The author asks whether a single statement would normally be sufficient and notes that the situation seems meaningless.

Test 1 shows that MySQL 8.0 allows adding a primary key and then a regular index on the same column without error. Example commands:

alter table t add primary key using btree(id);
alter table t add index idx_t_id using btree(id);

Similarly, creating two identical indexes on column c1 succeeds:

alter table tbl add index idx_t_001 using btree(c1);
alter table tbl add index idx_t_002 using btree(c1);

These experiments confirm that MySQL can create multiple identical indexes on the same field.

Test 2 uses EXPLAIN to show that when both a PRIMARY KEY and a regular index exist on a column, the optimizer chooses the PRIMARY KEY as the key. When two identical indexes exist, the optimizer picks the one that was created first.

bisal@mysqldb 13:02: [test]> explain select * from tbl where id=1;
+----+-------------+-------+------------+-------+------------------+---------+---------+-------+------+----------+-------+
| id | select_type | table | partitions | type  | possible_keys    | key     | key_len | ref   | rows | filtered | Extra |
+----+-------------+-------+------------+-------+------------------+---------+---------+-------+------+----------+-------+
|  1 | SIMPLE      | tbl   | NULL       | const | PRIMARY,idx_t_id| PRIMARY | 4       | const |   1  | 100.00   | NULL  |
+----+-------------+-------+------------+-------+------------------+---------+---------+-------+------+----------+-------+

bisal@mysqldb 13:03: [test]> explain select * from tbl where c1='a';
+----+-------------+-------+------------+------+---------------------+-----------+---------+-------+------+----------+-------+
| id | select_type | table | partitions | type | possible_keys       | key       | key_len | ref   | rows | filtered | Extra |
+----+-------------+-------+------------+------+---------------------+-----------+---------+-------+------+----------+-------+
|  1 | SIMPLE      | tbl   | NULL       | ref  | idx_t_001,idx_t_002 | idx_t_001 | 7       | const |   3  | 100.00   | NULL |
+----+-------------+-------+------------+------+---------------------+-----------+---------+-------+------+----------+-------+

Test 3 demonstrates that the two identical indexes are redundant; keeping one is sufficient because they have the same columns and only differ in name.

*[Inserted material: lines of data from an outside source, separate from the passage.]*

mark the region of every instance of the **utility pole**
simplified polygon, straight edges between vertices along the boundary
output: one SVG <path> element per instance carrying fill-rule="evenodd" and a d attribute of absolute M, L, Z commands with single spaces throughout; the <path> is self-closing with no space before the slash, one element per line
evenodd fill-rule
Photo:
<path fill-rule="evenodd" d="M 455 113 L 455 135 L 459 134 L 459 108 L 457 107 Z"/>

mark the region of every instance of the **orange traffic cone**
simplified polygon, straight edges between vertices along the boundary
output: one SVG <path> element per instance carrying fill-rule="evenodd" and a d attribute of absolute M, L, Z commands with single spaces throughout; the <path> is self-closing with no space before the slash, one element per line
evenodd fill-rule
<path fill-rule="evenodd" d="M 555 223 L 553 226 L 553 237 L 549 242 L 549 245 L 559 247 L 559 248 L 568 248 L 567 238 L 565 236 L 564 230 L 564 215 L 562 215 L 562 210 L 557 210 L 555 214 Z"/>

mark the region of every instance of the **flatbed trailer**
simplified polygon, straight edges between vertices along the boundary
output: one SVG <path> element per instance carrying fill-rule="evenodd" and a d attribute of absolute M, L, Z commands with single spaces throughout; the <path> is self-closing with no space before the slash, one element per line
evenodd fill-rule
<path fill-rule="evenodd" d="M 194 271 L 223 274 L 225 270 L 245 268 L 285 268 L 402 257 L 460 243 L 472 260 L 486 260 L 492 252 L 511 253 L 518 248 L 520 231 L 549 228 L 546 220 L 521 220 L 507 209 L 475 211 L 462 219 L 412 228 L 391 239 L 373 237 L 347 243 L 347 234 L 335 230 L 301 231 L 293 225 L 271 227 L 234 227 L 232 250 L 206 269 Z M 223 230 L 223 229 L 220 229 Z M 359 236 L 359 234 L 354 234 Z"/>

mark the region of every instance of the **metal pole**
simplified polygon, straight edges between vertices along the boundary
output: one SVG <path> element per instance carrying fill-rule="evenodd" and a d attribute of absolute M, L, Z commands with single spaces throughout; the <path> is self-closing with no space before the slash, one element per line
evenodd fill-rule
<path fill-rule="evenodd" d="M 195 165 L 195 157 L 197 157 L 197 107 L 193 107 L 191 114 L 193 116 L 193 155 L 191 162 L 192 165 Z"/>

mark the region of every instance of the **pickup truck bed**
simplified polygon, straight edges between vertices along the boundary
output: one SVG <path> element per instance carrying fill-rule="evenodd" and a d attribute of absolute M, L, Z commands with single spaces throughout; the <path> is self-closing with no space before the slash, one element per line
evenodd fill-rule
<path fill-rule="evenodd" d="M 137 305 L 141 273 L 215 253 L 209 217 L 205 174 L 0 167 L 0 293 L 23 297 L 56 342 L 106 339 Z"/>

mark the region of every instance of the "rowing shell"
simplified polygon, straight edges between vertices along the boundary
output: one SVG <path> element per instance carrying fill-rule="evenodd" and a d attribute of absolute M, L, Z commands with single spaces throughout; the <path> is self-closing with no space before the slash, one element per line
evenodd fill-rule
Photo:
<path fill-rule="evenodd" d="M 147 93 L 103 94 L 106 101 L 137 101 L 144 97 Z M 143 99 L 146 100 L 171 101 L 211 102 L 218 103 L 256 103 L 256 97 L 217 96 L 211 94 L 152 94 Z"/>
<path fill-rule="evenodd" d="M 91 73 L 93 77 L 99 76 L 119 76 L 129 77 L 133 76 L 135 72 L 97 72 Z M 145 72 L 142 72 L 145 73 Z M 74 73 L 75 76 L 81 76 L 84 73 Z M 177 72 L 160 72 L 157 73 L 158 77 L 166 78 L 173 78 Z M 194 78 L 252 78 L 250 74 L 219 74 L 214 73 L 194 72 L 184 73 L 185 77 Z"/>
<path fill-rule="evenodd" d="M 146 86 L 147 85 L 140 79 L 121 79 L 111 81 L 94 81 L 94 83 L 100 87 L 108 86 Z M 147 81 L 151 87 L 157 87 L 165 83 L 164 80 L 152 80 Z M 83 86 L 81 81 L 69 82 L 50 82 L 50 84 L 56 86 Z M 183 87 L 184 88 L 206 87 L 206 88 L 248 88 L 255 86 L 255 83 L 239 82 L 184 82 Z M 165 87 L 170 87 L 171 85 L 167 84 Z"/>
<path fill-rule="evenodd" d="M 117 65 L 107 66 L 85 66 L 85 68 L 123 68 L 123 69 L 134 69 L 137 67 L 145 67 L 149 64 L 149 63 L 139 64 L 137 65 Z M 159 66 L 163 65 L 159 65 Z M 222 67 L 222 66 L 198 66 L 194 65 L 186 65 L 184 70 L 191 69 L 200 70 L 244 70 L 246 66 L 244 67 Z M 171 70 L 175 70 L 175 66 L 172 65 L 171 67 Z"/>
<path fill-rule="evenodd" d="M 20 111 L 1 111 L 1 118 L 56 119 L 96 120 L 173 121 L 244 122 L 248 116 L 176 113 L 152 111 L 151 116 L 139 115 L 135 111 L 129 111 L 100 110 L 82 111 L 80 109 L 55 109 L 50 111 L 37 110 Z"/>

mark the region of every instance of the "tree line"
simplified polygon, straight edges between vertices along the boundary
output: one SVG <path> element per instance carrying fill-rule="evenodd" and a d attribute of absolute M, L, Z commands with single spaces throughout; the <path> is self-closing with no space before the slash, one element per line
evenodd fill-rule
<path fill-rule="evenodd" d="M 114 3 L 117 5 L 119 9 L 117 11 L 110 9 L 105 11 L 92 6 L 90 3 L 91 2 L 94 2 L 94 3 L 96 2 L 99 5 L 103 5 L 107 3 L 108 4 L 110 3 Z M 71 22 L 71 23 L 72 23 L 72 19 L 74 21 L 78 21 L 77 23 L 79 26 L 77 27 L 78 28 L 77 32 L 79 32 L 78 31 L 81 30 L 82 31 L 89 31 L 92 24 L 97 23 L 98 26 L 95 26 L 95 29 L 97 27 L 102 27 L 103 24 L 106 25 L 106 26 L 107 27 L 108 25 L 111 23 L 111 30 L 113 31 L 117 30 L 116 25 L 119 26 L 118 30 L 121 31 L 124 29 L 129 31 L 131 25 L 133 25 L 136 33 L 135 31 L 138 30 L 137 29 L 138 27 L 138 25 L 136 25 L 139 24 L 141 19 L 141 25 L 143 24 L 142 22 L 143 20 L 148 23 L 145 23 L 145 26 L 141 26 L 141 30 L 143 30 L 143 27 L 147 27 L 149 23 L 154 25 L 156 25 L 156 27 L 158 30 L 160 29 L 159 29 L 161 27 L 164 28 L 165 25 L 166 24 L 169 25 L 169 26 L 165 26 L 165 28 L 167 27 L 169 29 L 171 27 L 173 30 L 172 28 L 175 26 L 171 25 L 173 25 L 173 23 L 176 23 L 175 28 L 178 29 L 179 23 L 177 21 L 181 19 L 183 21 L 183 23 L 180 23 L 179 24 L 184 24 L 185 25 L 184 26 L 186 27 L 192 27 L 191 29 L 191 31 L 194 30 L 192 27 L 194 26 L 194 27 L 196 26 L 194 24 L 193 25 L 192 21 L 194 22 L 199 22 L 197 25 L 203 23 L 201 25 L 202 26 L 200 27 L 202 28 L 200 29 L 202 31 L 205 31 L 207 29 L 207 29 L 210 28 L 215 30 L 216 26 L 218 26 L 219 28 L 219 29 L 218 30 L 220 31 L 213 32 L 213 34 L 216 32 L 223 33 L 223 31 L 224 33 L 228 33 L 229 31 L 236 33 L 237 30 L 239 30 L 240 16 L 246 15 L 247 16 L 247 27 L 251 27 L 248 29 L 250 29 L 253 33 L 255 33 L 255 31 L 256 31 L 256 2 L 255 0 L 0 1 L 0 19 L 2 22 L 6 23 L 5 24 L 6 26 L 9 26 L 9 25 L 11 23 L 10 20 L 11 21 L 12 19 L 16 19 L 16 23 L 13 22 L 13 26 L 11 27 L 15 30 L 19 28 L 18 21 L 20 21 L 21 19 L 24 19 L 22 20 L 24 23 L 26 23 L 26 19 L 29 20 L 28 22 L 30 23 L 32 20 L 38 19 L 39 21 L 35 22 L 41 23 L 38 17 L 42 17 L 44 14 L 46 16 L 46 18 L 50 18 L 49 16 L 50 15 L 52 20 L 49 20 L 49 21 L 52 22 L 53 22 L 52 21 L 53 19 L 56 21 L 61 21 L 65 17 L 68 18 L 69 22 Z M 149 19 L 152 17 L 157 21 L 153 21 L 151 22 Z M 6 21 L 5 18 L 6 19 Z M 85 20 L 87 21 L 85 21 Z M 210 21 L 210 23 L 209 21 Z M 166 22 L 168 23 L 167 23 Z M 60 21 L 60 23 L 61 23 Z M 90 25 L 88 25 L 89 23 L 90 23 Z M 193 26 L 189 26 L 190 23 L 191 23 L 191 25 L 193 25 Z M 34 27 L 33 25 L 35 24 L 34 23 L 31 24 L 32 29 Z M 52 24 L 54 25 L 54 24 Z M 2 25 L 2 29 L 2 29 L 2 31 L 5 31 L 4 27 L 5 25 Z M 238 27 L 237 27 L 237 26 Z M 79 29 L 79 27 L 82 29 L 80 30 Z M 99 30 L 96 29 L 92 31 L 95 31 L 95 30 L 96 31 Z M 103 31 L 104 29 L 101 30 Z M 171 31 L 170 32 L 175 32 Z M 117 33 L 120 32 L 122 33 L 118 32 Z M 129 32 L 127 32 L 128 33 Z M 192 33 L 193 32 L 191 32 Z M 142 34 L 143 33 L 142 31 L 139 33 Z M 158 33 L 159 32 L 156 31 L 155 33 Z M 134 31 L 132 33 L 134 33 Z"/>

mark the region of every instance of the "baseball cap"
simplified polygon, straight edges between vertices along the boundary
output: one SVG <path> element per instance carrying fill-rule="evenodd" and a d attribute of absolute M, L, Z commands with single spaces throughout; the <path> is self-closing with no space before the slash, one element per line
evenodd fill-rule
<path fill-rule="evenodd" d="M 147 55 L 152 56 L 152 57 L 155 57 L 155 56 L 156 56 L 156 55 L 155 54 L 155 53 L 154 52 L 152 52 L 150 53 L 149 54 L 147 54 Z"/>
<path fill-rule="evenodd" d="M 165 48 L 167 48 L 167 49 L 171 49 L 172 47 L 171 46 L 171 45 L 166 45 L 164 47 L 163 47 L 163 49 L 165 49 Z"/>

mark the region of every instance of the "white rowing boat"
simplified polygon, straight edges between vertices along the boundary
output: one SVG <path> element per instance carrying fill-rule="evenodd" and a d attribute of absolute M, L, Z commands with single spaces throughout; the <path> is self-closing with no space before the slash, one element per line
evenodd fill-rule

ALTER TABLE test ADD INDEX idx_test02 USING BTREE(UPDATED);
ALTER TABLE test ADD INDEX idx_test03 USING BTREE(UPDATED);

The article explains that while a primary key includes an index, a separate non‑unique index on the same column is unnecessary and can be dropped.

Comparing with Oracle 19c, the author notes that Oracle does not allow creating a second index on a column that already has an index, nor does it permit adding an index that duplicates the primary‑key column, raising an "column list already indexed" error.

Conclusion : Different databases adopt different design philosophies; Oracle enforces stricter uniqueness, whereas MySQL is more tolerant of duplicate indexes. Understanding these fundamentals helps practitioners choose appropriate indexing strategies for their specific scenarios.